Passwords were once considered an excellent first line of defense when it came to protecting your data. And while there has been a push to create more complex password combos filled with letters, numbers, symbols and so forth, the reality of today’s hacker-breached world is that passwords are no longer enough to keep your information safe. Below are five reasons why passwords aren’t enough to keep your data secure.
- Most people choose easy passwords to crack: Cited in an Entrepreneur article, 90% of employee passwords are crackable within six hours. We are all guilty of this faux pas. When we assign passwords to our applications, we only think of ease of use – what password will I most easily remember? My birthday, pet’s name, street address, maiden name and so on. More often than not, we choose passwords that are personal to our life. While this makes it easy for us to remember them, it also makes it easier for hackers, as this is often information that is public and even an amateur hacker could crack the code. Moreover, how many times has a social media friend sent out a survey and asked for information about pets, elementary school, or favorite food? This information is all frequently used for passwords.
- Most people use the same password for multiple accounts: Cited in the same Entrepreneur article, 65% of people use the same password for all their accounts/applications. Again, it’s all about ease of use and it’s easier to remember just one or two passwords rather than create a new one for each account or application you have. The problem with this is that as soon as your universal password is hacked, they have easy access to ALL of your networks or applications that share the same one.

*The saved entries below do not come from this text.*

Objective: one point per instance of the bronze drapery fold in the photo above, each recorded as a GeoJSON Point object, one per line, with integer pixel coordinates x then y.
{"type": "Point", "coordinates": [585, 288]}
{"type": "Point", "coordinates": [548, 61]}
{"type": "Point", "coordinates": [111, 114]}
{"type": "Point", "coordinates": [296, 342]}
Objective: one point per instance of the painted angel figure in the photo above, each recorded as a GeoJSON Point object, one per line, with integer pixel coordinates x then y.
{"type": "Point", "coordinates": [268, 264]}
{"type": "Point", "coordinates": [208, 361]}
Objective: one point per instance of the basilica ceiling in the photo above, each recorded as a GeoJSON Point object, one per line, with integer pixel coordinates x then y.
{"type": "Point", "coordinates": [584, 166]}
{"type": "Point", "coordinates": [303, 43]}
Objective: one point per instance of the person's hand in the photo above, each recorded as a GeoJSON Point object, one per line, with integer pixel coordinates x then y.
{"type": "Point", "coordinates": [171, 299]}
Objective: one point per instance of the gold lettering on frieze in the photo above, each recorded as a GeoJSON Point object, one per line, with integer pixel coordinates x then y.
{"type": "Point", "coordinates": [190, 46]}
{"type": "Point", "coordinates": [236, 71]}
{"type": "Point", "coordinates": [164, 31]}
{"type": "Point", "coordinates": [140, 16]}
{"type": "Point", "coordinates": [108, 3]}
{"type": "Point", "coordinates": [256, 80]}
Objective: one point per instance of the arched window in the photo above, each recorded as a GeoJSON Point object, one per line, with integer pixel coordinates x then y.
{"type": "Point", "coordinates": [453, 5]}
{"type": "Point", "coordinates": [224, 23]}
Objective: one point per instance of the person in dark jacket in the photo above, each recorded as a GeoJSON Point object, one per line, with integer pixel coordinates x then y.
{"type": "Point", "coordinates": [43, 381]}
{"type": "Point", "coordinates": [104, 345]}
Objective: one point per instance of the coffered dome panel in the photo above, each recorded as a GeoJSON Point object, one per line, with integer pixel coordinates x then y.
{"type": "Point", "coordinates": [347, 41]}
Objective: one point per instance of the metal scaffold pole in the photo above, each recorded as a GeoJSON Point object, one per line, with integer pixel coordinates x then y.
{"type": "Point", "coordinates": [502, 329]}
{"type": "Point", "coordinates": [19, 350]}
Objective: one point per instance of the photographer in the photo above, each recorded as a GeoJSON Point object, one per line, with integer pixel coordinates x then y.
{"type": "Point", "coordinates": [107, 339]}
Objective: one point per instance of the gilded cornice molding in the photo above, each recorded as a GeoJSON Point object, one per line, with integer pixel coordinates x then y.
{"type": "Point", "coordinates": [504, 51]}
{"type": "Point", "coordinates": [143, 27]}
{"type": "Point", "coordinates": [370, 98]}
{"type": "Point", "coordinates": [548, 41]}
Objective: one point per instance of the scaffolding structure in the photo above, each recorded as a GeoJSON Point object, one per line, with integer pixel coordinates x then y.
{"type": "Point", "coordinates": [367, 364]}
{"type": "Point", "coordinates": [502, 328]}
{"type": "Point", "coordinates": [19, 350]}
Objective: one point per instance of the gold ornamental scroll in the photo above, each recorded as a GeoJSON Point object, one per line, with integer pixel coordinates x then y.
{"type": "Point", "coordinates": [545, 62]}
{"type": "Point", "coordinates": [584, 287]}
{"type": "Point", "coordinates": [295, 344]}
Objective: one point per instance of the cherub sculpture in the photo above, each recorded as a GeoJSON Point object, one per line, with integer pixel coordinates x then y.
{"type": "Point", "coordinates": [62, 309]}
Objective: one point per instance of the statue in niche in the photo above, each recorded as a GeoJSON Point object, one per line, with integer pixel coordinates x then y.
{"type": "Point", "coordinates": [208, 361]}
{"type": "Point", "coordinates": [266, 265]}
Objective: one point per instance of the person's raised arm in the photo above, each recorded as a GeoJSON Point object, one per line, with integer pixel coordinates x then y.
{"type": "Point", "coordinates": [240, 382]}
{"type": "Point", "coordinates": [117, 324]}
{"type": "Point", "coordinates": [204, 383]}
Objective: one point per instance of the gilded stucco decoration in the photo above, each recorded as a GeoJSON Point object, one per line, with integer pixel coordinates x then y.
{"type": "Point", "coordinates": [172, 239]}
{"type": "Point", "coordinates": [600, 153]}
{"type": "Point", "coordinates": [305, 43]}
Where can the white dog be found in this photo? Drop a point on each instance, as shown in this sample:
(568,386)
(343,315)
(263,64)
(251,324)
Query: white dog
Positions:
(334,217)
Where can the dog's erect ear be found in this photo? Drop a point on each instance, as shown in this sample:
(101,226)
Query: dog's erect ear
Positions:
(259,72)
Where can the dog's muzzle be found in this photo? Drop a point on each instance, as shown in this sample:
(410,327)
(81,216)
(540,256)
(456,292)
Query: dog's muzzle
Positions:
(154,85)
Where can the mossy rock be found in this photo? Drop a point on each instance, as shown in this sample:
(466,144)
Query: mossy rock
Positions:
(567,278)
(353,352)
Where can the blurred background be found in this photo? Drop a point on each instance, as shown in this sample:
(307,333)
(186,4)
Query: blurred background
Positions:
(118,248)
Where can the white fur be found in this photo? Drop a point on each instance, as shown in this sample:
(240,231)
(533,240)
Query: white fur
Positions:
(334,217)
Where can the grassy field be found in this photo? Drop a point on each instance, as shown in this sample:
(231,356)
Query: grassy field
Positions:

- People keep their passwords in plain sight: Cited in the Entrepreneur article, 47% of people maintain a spreadsheet to remember their passwords; 31% use another form of electronic storage to remember them and 27% write their passwords on paper. Whether people realize it or not, most of us leave our passwords out in plain sight for everyone to see. Too often we select the option “remember password on this computer” or even keep a hard copy posted by the PC, a note on our phone or computer or USB that lists all of the password/login combinations.
- Even complex passwords aren’t safe: Even as people put importance on making a “complex: password by incorporating numbers, capital letters and symbols, hackers are too sophisticated these days. For today’s standards of data breaches, good password or not, hackers have more sophisticated measures to get inside your network.
- Access Controls are too Loose: No matter how great you think your password is, oftentimes when you are on corporate applications your security depends on access control from your IT team. There are two types of access controls. Authorization controls verify that the user ID and related password have been authorized to access the network. Authentication controls confirm that ID and password belong to the person who is attempting to gain access to the network. This includes security questions and, in some higher-risk environments, biometrics. It is obviously easy to give someone the answer to your security question. And with the Bring Your Own Device phenomena allowing us to use our devices anywhere, anytime, IT loosens access controls to allow access to these applications from non-corporate sanctioned devices.
By now, hopefully it is clear that passwords alone can’t keep your information protected; however, there are alternatives to simple passwords, such as layers of passwords for certain documents, document encryption, and controls over who and how long a person can have access to a document. Whatever you decide, it’s time for us to take a serious look at our passwords and how we are managing the protection of our information.